To hear the line “I’ve lost you” in the early moments of Coherence is to recognize the all-too-familiar refrain of anyone who’s experienced phone interference. James Ward Byrkit’s feature directorial debut cannily manages to take that simple phrase and infuse it with retroactive regret, but only after 88 minutes of low-budget, high-concept brain-scrambling have ensued.
You’d be forgiven for mistaking the film’s first 15 minutes for those of the latest mumblecore outing, given the jostling, handheld camerawork and a largely Caucasian cast populating a Bay Area dinner party, each largely defined by region-appropriate careers (the bit player, the ballet dancer, the herbal specialist, the Skype executive, and so on). We’re privy to the naturally shaggy conversations of four couples – tentative lovers Emily (Foxler) and Kevin (Sterling), hosts Mike (Brendon) and Lee (Scafaria), married couple Hugh (Armstrong) and Beth (Gracen), and Amir (Manugian) and Laurie (Maher), who happens to be Kevin’s latest ex.
The only suggestion that Something Else is afoot is the recurring mention of a nearby comet and the peculiar mishaps for which its passing has been blamed (the abrupt cracking of cell phone screens, for instance). Soon enough, the lights go out, and two of the group’s members decide to venture down the street to the only other house in the neighborhood that still has power.
To describe much more wouldn’t be cricket, but suffice it to say that Byrkit (who shares a story credit with Manugian) has cooked up a parlor game that Rod Serling might have loved. Using minimal special effects and maximum speculation on behalf of the characters, Coherence grounds a mounting sense of paranoia among a set of credibly flawed relationships before doling out its eerie revelations with care.
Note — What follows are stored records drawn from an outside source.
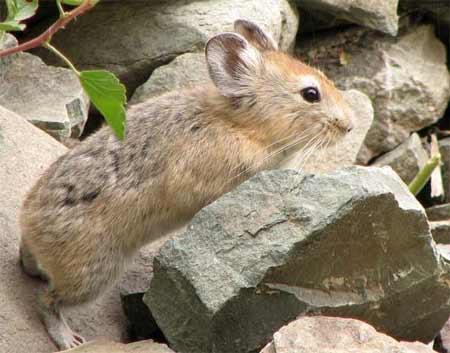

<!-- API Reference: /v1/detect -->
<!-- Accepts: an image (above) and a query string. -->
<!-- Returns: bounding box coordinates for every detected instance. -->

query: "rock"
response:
[372,133,428,184]
[297,25,450,163]
[438,244,450,262]
[260,316,434,353]
[435,319,450,353]
[0,106,125,353]
[295,0,399,36]
[34,0,299,92]
[0,34,89,141]
[426,204,450,221]
[295,8,347,34]
[145,167,450,353]
[131,53,207,104]
[430,221,450,244]
[399,1,450,28]
[283,89,373,172]
[60,340,175,353]
[440,138,450,203]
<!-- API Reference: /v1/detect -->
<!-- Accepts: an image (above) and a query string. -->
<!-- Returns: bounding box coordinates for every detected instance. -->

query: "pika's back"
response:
[20,85,258,249]
[25,88,209,205]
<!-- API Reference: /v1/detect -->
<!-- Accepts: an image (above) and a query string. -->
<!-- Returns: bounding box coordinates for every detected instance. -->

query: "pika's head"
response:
[205,20,354,152]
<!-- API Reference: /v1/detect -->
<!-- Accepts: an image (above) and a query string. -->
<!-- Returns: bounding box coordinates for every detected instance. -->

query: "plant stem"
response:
[408,154,441,196]
[56,0,67,18]
[0,0,95,58]
[43,42,80,75]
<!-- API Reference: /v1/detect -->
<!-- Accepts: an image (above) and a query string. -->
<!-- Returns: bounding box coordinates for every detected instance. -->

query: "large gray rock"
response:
[144,167,450,353]
[297,25,450,163]
[131,53,207,104]
[35,0,299,92]
[296,0,399,35]
[0,34,89,141]
[372,133,428,184]
[440,138,450,203]
[0,106,125,353]
[283,89,373,173]
[260,317,434,353]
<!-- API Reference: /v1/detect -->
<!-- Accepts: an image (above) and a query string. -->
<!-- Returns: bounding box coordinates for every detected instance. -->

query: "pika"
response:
[19,20,354,350]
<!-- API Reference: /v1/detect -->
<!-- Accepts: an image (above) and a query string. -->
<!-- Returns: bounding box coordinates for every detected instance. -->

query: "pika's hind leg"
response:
[38,287,85,350]
[19,241,47,280]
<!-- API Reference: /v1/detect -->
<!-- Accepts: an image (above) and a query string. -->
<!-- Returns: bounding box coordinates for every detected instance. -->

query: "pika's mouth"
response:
[329,119,353,137]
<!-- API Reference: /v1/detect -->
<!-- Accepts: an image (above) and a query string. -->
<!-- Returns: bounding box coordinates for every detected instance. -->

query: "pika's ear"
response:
[234,19,278,52]
[205,32,262,97]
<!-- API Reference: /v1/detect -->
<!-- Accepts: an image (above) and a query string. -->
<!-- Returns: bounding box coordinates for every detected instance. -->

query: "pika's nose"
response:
[346,120,354,133]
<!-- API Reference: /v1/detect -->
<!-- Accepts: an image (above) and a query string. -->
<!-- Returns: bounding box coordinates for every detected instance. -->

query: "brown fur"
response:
[19,20,354,350]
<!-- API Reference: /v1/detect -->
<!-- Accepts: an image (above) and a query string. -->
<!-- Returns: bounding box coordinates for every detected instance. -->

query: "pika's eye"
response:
[300,87,320,103]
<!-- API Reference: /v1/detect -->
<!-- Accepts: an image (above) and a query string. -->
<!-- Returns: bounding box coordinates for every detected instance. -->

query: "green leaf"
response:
[79,70,127,140]
[1,0,38,32]
[0,20,24,31]
[6,0,38,21]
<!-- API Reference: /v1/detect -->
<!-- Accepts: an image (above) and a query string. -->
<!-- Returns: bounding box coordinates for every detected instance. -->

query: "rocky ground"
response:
[1,0,450,352]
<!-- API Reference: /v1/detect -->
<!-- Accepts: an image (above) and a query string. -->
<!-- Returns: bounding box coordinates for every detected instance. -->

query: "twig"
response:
[43,42,79,75]
[408,154,442,196]
[56,0,67,18]
[0,0,95,58]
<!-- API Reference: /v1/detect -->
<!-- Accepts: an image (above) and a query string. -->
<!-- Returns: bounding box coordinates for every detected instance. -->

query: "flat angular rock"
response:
[283,89,373,172]
[431,221,450,244]
[145,167,450,353]
[34,0,299,92]
[0,34,89,141]
[297,25,450,163]
[296,0,399,35]
[131,53,207,104]
[260,316,434,353]
[440,138,450,203]
[426,203,450,221]
[61,340,174,353]
[372,133,428,184]
[0,106,125,353]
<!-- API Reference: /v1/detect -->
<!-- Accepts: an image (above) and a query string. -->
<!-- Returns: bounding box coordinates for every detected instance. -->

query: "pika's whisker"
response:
[225,129,321,188]
[226,125,318,176]
[296,133,326,170]
[256,129,320,167]
[262,129,318,163]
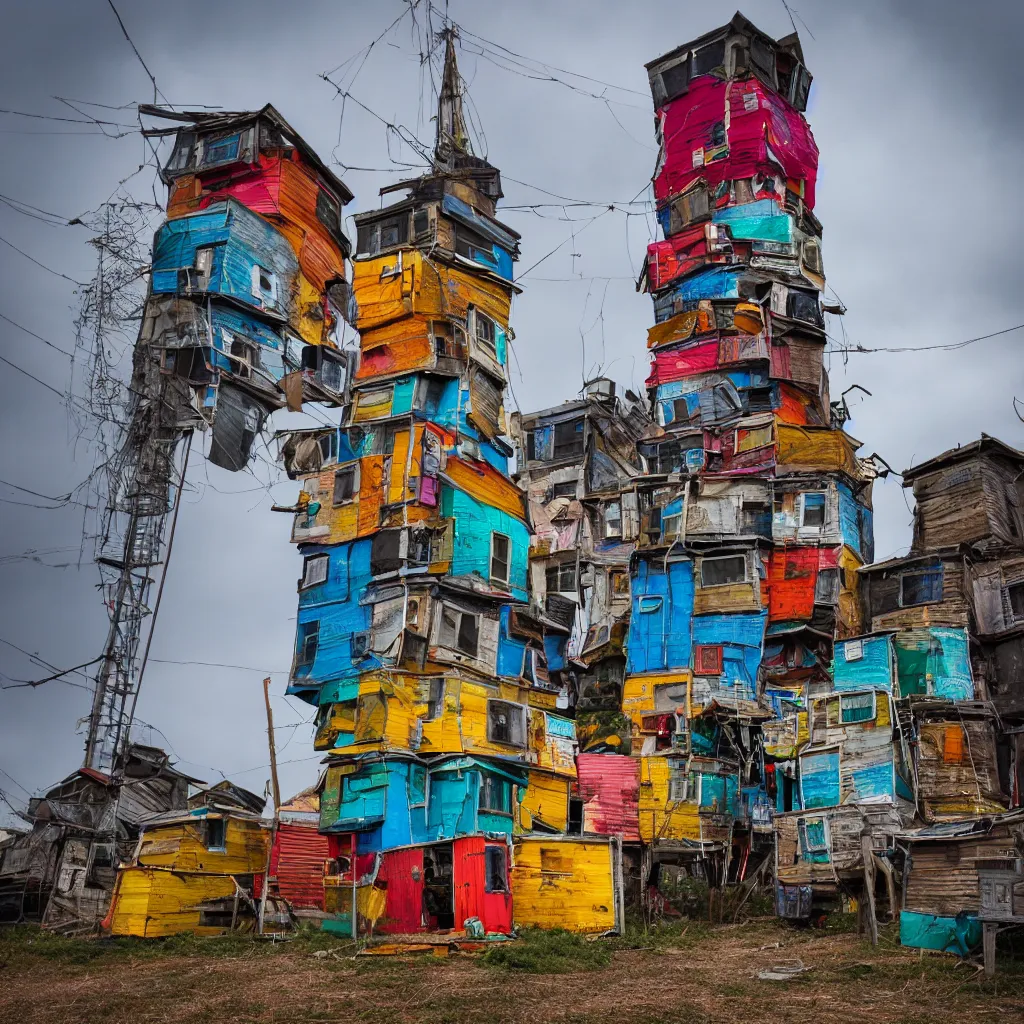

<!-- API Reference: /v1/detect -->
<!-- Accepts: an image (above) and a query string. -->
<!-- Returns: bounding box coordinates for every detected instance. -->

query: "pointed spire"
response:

In contrast to the jargon-loving experts of Shane Carruth’s similarly heady Primer, the ostensible intelligence of our leads shouldn’t necessarily be taken for granted; these are people who are as likely to name-check Sliding Doors in the face of cosmic bewilderment as Schrödinger’s cat.
With the action confined to one house on one night, the screenplay (whose story was thoroughly structured while the dialogue was largely improvised) hints at more than it ever shows, with editor Lance Pereira’s frequent cuts to black only contributing to the ominously elusive proceedings. If anything, repeat viewings have proven more likely to further complicate matters than reveal answers, but then that sense of unwieldiness adds its own charm as the plot grows too twisted for even its participants to fully grasp the implications of their behavior.
However, the true feat of Byrkit’s puzzle is its sneaky emotional undercurrent, eventually personified by Foxler’s performance of equal tenacity and self-doubt. (With her blonde locks, it’s not hard to see her as the equivalent of Brit Marling in a version of Another Earth that actually turns out to be interesting.) Much like last year’s underappreciated +1 (Plus One), Coherence presents a far-fetched premise at the outset, only to slyly smuggle in some remarkably relatable matters of the heart along the way.